Version-Release number of selected component (if applicable): kernel 2.6.18-92.1.10.el5 How reproducible: always Steps to Reproduce: 1. setup nodes to talk in IPv6 2. start cman 3. try to start rgmanager (with a configured service) on both nodes or try to perform a gfs/gfs2 mount operation on both nodes (it does not need to be at the same time). Actual results: dlm_recoverd is in D state. The invoking process cannot be killed. Additional info: I didn't have an option to verify if this problem is trictly related to the kernel side or userland side of dlm.
Let's reduce the steps above to just the following: 0. setup ipv6 1. make sure <dlm log_debug="1"/> is in cluster.conf 2. ccsd 3. cman_tool join 4. cman_tool nodes -a 5. fenced 6. fence_tool join 7. dlm_controld -D (doesn't fork) 8. dlm_tool join test Initially, I'm guessing that the problem is in dlm_controld, and we'll want to look at the function add_configfs_node() under "set the address".
I was able to reproduce it with this reduced test case. 0. done 1. done 1b. mounted configfs and modprobed kernel modules from a clean boot. 2. done 3. done 4a. cman_tool status to verify ipv6 connectivity. 4b. cman_tool nodes -a done 4c. groupd: done 5. done 6. done 7. done 8. executed first on rhel5-1 and then on rhel5-2 output from: 4a, 4b, fence_tool dump and 7 from both node in attachment. when running 8. on second node, dlm_recoverd is in D state.
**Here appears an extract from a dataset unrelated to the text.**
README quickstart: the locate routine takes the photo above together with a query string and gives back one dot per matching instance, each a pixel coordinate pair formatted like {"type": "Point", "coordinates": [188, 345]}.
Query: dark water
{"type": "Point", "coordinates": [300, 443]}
Created attachment 314688 [details] debug info from rhel5-1 node
Created attachment 314689 [details] debug info from rhel5-2 node
Those logs all look fine. Does ps ax -o pid,stat,cmd,wchan show dlm_controld blocked on anything specific? Does anything appear in /var/log/messages, especially dlm messages, esp "connecting to" messages? I wonder if the call to bind() in Lon's recent patch could have anything to do with it?
ahh good catch: repeating the exact same steps as above, /var/log/messages: From node1: Aug 22 10:59:33 rhel5-1 kernel: dlm: Using TCP for communications Aug 22 10:59:39 rhel5-1 kernel: dlm: connecting to 2 Aug 22 10:59:39 rhel5-1 kernel: dlm: connect from non cluster node From node2: Aug 22 11:02:31 rhel5-2 kernel: dlm: Using TCP for communications Aug 22 11:02:31 rhel5-2 kernel: dlm: connecting to 1 Aug 22 11:02:31 rhel5-2 kernel: dlm: connect from non cluster node
patch for this seems to work, queueing it for upstream 2.6.28
This request was evaluated by Red Hat Product Management for inclusion in a Red Hat Enterprise Linux maintenance release. Product Management has requested further review of this request by Red Hat Engineering, for potential inclusion in a Red Hat Enterprise Linux Update release for currently deployed products. This request is not yet committed for inclusion in an Update release.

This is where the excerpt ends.